Back in 2009, Paul Chan took a timeout from making art. This summer sees his first major solo exhibition since 2008, at the Schaulager in Basel, an event marked by the publication of this substantial collection of his writings. Given that sabbatical (during which the Hong Kong-born, New York-based artist set up his Badlands Unlimited publishing house), perhaps it’s fitting too that the first section of the book brings together a series of texts – ‘What Art Is and Where It Belongs’ and ‘On Art and the 99 Percent’ among them – that, at their heart, consider questions concerning the definition of art and its role in society, with a particular focus on its relation to ideas of home and community, much of it in the context of America’s wars in Iraq and Afghanistan, and the subsequent global economic recession.

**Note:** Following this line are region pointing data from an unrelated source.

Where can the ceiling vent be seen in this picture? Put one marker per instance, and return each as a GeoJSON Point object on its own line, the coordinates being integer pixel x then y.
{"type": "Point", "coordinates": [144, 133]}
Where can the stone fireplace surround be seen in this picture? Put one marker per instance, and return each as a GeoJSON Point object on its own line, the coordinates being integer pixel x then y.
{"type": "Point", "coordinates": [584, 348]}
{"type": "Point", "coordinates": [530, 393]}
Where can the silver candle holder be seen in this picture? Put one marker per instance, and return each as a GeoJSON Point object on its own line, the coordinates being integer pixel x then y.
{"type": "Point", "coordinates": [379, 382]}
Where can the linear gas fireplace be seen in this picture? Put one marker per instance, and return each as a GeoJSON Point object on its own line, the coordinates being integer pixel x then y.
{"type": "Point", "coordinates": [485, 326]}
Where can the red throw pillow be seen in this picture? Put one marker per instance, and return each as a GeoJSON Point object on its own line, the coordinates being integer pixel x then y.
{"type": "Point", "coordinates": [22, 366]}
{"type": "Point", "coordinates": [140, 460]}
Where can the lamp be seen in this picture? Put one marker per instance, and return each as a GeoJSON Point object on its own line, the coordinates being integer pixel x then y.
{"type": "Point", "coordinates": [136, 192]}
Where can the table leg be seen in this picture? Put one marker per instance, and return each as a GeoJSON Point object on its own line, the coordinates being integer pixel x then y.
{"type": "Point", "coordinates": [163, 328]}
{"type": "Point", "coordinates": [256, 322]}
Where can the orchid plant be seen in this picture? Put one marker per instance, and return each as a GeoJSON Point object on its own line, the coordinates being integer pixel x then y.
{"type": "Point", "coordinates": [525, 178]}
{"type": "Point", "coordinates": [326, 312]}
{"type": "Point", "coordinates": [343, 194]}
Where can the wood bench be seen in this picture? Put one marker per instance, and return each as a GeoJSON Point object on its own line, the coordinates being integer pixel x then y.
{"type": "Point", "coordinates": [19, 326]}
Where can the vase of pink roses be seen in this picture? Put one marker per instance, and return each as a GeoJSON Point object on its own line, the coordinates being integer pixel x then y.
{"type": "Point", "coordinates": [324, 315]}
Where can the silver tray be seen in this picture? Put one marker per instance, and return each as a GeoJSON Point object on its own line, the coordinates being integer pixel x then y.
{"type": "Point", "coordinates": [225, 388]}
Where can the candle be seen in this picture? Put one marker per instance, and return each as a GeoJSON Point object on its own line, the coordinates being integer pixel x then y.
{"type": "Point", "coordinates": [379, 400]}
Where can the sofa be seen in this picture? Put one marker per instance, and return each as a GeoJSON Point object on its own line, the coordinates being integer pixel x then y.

‘For outsider art, the duty is to the law, not to the new (or more precisely the longing to the new), which is the calling of contemporary art'

In the main, these texts were originally presented in art magazines or as lectures (a form that Chan, often deploying an extremely entertaining mixture of philosophic reference – Hegel figures prominently – and personal experience, is particularly skilled in delivering), but as you read through them collectively, they offer up a series of aphoristic statements concerning the nature of their author’s profession: ‘I am an artist. And artists are one way or another, obsessed with form.’ ‘For outsider art, the duty is to the law, not to the new (or more precisely the longing to the new), which is the calling of contemporary art.’ ‘Art uses things to make its presence felt. But art is not in itself a thing.’ ‘To find the courage to say the very last words and to make them sing like the recessional to the very last service, this is what I call art.’ And you’re left with a sense that despite the clarity and assurance of Chan’s writing, he’s responding to a series of widespread insecurities about art and its purpose in the world today (in the context of a general view of art as a commodity available only to an economic and social elite, and at risk of becoming disconnected from the ‘real’ issues that affect contemporary living – military and economic conflict, political oppression, the effects of natural disasters such as Hurricane Katrina, etc – many of which Chan has taken the trouble to engage with, travelling to Baghdad and New Orleans).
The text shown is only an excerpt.